By Rishika Pardikar – EOS.
he grazing habits of wild animals like elephants and boars enable long-term carbon storage, according to new research that stresses the need to align climate mitigation goals with biodiversity conservation.
Wildlife and open-canopy ecosystems like grasslands are rarely a part of discussions surrounding climate change mitigation. Now, a new review points to interactions between wild herbivores and vegetation to show how restoration efforts could be optimized by aligning climate goals with biodiversity conservation.
The idea that herbivores are necessarily bad for carbon storage because they consume and disturb vegetation is “far too simplistic and risks poor land management decisions with bad consequences for biodiversity,” said Jeppe A. Kristensen, the paper’s lead author and a fellow at the School of Geography and the Environment, University of Oxford.
Terming grasslands as “overlooked global reservoirs of carbon,” the research shows how herbivores redistribute carbon from aboveground vegetation (where it is vulnerable to disturbances like wildfire and disease) into more persistent belowground soil pools. Soil pools are composed primarily of undecomposed plant and animal residues (particulate organic matter) and more resistant carbon stabilized by interaction with mineral soil particles (mineral-associated organic matter).
The paper presents a holistic framework of linkages between vegetation, large herbivores like elephants and wild boars, smaller organisms like earthworms and dung beetles, and microbes.
By grazing, Kristensen explained, herbivores recycle plant material to the soil via dung and urine. Decomposers in the earth (mostly microbes, as well as larger animals like earthworms) feed on this nutrient-rich resource and bury fractions of it in the soil. By increasing the amount of carbon cycled through the soil, Kristensen and his coauthors argued, ecosystems with large herbivores may store a larger fraction of total ecosystem carbon in pools less vulnerable to perturbations than living plant biomass.

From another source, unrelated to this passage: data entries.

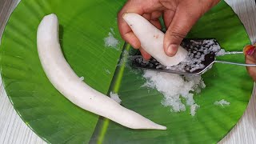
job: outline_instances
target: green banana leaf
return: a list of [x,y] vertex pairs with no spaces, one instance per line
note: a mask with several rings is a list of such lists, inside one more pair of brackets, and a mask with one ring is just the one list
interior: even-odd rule
[[[250,98],[253,82],[245,67],[216,64],[202,77],[206,88],[195,96],[201,106],[170,112],[162,95],[142,87],[142,72],[118,64],[124,45],[116,15],[125,0],[22,0],[12,14],[2,39],[0,70],[6,93],[23,121],[50,143],[216,143],[237,123]],[[130,130],[84,110],[65,98],[47,79],[37,53],[37,27],[46,14],[60,22],[65,58],[78,76],[103,93],[118,93],[122,105],[167,126],[167,130]],[[120,42],[104,46],[111,32]],[[223,1],[202,18],[188,38],[215,38],[226,50],[250,43],[237,15]],[[126,53],[124,53],[126,54]],[[244,62],[243,55],[221,59]],[[134,72],[135,71],[135,72]],[[230,106],[214,105],[226,99]],[[187,108],[189,109],[189,108]]]

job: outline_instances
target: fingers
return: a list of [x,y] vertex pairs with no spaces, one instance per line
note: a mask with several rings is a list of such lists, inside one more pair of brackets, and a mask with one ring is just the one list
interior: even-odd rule
[[163,12],[163,19],[166,27],[169,27],[175,14],[175,10],[166,10]]
[[[168,56],[176,54],[182,39],[186,36],[194,23],[201,17],[202,13],[193,9],[190,11],[181,6],[176,10],[174,18],[169,25],[164,38],[164,50]],[[172,14],[169,11],[170,14]],[[166,22],[168,26],[170,22]]]

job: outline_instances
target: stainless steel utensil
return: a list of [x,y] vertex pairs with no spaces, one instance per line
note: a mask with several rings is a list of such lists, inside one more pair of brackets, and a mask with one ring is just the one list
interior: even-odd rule
[[181,44],[189,51],[189,58],[173,67],[160,64],[154,58],[145,61],[141,55],[132,57],[132,66],[139,69],[174,73],[182,75],[201,75],[210,70],[214,63],[256,66],[256,64],[245,64],[226,61],[218,61],[217,57],[226,54],[243,54],[243,52],[224,52],[215,39],[184,39]]

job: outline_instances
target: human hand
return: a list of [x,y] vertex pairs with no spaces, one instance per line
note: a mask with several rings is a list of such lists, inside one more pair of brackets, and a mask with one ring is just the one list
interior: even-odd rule
[[[256,64],[256,45],[250,45],[244,48],[246,54],[246,63]],[[247,71],[250,76],[256,82],[256,66],[247,66]]]
[[142,48],[139,40],[122,18],[125,13],[137,13],[161,29],[158,18],[163,14],[167,31],[164,38],[164,50],[168,56],[175,55],[178,46],[195,22],[220,0],[128,0],[118,15],[122,38],[134,48],[139,49],[145,59],[150,55]]

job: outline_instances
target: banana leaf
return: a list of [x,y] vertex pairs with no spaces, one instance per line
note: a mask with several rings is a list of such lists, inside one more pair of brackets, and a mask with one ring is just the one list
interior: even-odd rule
[[[206,88],[195,96],[201,106],[174,113],[161,105],[163,96],[142,86],[142,72],[126,61],[130,46],[122,40],[116,15],[125,0],[22,0],[6,26],[0,47],[0,70],[17,113],[50,143],[216,143],[238,122],[250,98],[253,82],[245,67],[216,64],[202,75]],[[65,98],[47,79],[37,53],[42,18],[58,15],[63,54],[75,73],[95,90],[118,93],[122,105],[167,126],[167,130],[130,130],[84,110]],[[120,42],[105,46],[111,33]],[[222,1],[194,26],[188,38],[214,38],[226,50],[242,50],[248,35],[232,9]],[[122,54],[126,54],[122,55]],[[244,57],[223,59],[244,62]],[[229,106],[214,105],[226,99]],[[189,107],[187,107],[189,109]]]

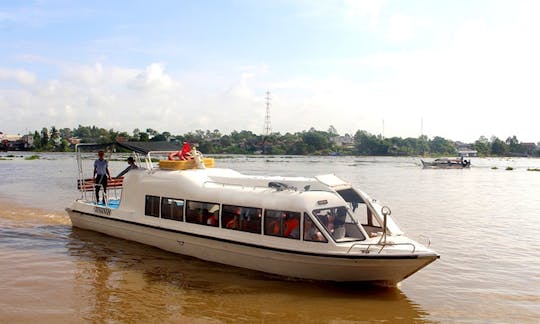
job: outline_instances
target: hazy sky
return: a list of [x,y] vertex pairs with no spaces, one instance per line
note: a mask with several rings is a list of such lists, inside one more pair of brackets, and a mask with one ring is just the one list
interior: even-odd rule
[[0,2],[0,131],[540,141],[540,1]]

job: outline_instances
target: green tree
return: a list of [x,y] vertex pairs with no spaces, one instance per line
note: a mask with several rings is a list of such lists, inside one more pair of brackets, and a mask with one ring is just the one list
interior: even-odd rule
[[506,156],[508,154],[508,144],[493,136],[491,138],[491,153],[498,156]]
[[478,151],[480,156],[488,156],[491,154],[491,143],[485,136],[480,136],[474,144],[473,148]]
[[454,144],[451,141],[440,136],[435,136],[429,142],[429,148],[431,152],[435,154],[452,155],[457,153]]

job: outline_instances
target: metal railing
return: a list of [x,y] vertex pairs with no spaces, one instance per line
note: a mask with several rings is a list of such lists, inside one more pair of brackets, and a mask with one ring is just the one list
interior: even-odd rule
[[367,246],[367,249],[362,250],[362,253],[365,253],[365,254],[370,253],[369,249],[372,246],[377,246],[377,247],[380,246],[381,248],[377,252],[377,254],[380,254],[385,247],[387,247],[387,246],[396,246],[396,245],[408,245],[408,246],[412,247],[411,253],[414,253],[416,251],[416,245],[414,245],[412,243],[391,243],[391,242],[384,242],[384,243],[380,243],[380,242],[379,243],[353,243],[351,245],[351,247],[347,250],[347,254],[349,254],[351,252],[351,250],[356,246]]

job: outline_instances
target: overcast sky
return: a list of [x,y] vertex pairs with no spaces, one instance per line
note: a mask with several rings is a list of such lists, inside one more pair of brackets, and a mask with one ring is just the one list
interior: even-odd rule
[[0,2],[0,131],[540,141],[540,1]]

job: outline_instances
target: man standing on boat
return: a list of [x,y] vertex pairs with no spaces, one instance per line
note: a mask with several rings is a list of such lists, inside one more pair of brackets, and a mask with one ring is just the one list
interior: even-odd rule
[[109,171],[109,162],[103,158],[105,153],[98,152],[98,159],[94,161],[94,181],[96,183],[96,202],[99,203],[99,190],[103,187],[103,203],[107,196],[107,179],[111,179]]
[[123,176],[124,174],[128,173],[130,170],[133,170],[133,169],[138,169],[139,167],[137,166],[137,164],[135,164],[135,159],[133,159],[133,157],[128,157],[127,159],[127,162],[128,162],[128,167],[125,168],[122,172],[118,173],[118,175],[116,176],[117,178],[120,178],[121,176]]

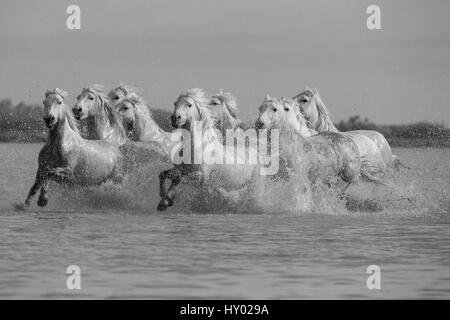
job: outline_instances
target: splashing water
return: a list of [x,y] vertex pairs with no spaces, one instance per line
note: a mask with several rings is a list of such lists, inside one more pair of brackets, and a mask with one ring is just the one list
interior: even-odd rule
[[[341,186],[309,193],[301,175],[227,198],[186,183],[159,214],[157,176],[170,166],[154,161],[118,185],[52,184],[48,207],[17,212],[40,147],[0,144],[0,296],[450,297],[448,149],[397,149],[410,168],[349,198]],[[70,264],[82,292],[65,287]],[[380,291],[366,287],[372,264]]]
[[[405,153],[408,166],[392,171],[383,185],[358,182],[347,190],[347,198],[337,196],[342,185],[311,191],[306,177],[295,176],[289,181],[268,179],[256,189],[231,192],[226,197],[214,191],[201,190],[198,183],[182,184],[177,191],[177,213],[289,213],[289,214],[403,214],[445,213],[450,208],[450,179],[442,166],[448,159],[447,150],[416,150],[421,158]],[[414,152],[414,151],[413,151]],[[409,156],[409,159],[408,159]],[[433,160],[428,161],[428,158]],[[419,167],[420,165],[428,167]],[[434,166],[434,164],[436,166]],[[446,162],[448,165],[448,161]],[[430,166],[431,165],[431,166]],[[99,187],[67,188],[53,184],[51,210],[118,210],[155,212],[159,201],[158,174],[170,165],[161,161],[135,168],[121,184],[107,182]]]

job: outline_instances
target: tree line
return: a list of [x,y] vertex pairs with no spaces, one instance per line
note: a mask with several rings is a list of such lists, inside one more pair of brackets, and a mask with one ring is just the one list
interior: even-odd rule
[[[42,106],[20,102],[13,105],[10,99],[0,101],[0,142],[44,142],[47,129],[42,121]],[[170,112],[153,110],[159,126],[170,131]],[[250,125],[250,124],[248,124]],[[403,125],[378,125],[359,115],[336,123],[340,131],[376,130],[381,132],[391,146],[400,147],[450,147],[450,129],[444,124],[417,122]]]

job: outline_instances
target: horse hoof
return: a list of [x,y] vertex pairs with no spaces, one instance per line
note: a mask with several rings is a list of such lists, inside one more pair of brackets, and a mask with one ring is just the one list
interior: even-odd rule
[[169,207],[169,202],[166,199],[163,199],[159,202],[157,210],[158,211],[166,211],[168,207]]
[[39,207],[45,207],[48,204],[48,199],[46,198],[39,198],[38,200],[38,206]]

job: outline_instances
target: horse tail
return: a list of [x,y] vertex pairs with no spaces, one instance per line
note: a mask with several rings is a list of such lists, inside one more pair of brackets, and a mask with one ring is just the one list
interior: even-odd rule
[[361,163],[361,178],[368,182],[385,185],[384,171],[377,166],[368,165],[367,161]]

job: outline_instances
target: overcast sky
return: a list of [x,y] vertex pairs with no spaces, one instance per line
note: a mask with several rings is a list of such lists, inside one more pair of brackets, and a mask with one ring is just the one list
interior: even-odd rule
[[[81,30],[66,8],[81,8]],[[381,7],[382,30],[366,8]],[[120,0],[0,2],[0,99],[41,102],[92,83],[142,88],[172,109],[191,87],[238,97],[255,118],[266,94],[320,89],[335,121],[450,124],[450,1]]]

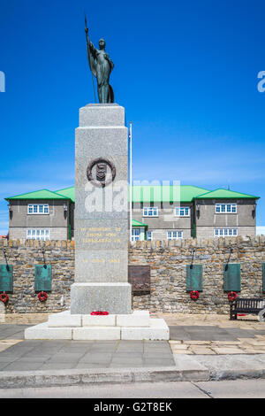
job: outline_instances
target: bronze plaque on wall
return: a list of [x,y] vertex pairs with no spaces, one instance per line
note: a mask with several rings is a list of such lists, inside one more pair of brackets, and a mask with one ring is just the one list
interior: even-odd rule
[[150,266],[129,266],[128,281],[134,293],[150,293]]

The paper presents a holistic framework of linkages between vegetation, large herbivores like elephants and wild boars, smaller organisms like earthworms and dung beetles, and microbes. Aboveground and belowground carbon sequestration services provided by these living elements of an ecosystem ought to be viewed as a whole rather than as a series of singular foci, the paper argues.
“There is a lot of focus on aboveground carbon. And nature management efforts are usually about increasing forest area. But soil carbon is an important aspect, and herbivores improve soil carbon and nitrogen sequestration,” said Judith Sitters, a researcher in forest and landscape ecology at Wageningen University and Research who did not contribute to the new paper. Sitters was, however, the lead author of an earlier paper that showed how megaherbivores (animals weighing more than 1,000 kilograms) increased both carbon and nitrogen pools in the soil. Sitters added that megaherbivores like elephants and rhinos have a far greater impact on key ecosystem processes than smaller ones like zebras because of the amount of food they eat and the amount of dung they deposit.
An Ecosystem-Wide Perspective
For millions of years, herbivores have been integral to how ecosystems work. Sumanta Bagchi, an associate professor with the Centre for Ecological Sciences and the Divecha Centre for Climate Change at the Indian Institute of Science, said the presence of herbivores changes “the quality and quantity of food supply for microbes in soil.” In the absence of herbivores, Bagchi said, “carbon’s residence time in the soil is reduced.”
Bagchi was not involved in the new review but is one of the authors of an earlier paper suggesting why moderate levels of grazing could promote net soil carbon storage in ecosystems. Maintaining the influence of large herbivores on grazing ecosystems through conservation and rewilding efforts could be of “high importance” for soil carbon sequestration, Bagchi said.
Kristensen agreed, suggesting “a mix of climate-friendly forests, high-yielding agriculture, more extensive semipastoral systems, and dedicated nature parks where biodiversity is given first priority” as perhaps the best way to optimize multiple goals like climate change mitigation and biodiversity conservation.
Scientists like Bagchi, Sitters, and Kristensen are not alone in highlighting the links between biodiversity and climate change. In 2020, two bodies of the United Nations (the Intergovernmental Panel on Climate Change and the Intergovernmental Science-Policy Platform on Biodiversity and Ecosystem Services) released a landmark report to highlight how “functional separation” between the fields of climate change and biodiversity “creates a risk of incompletely identifying, understanding and dealing with the connections between the two.”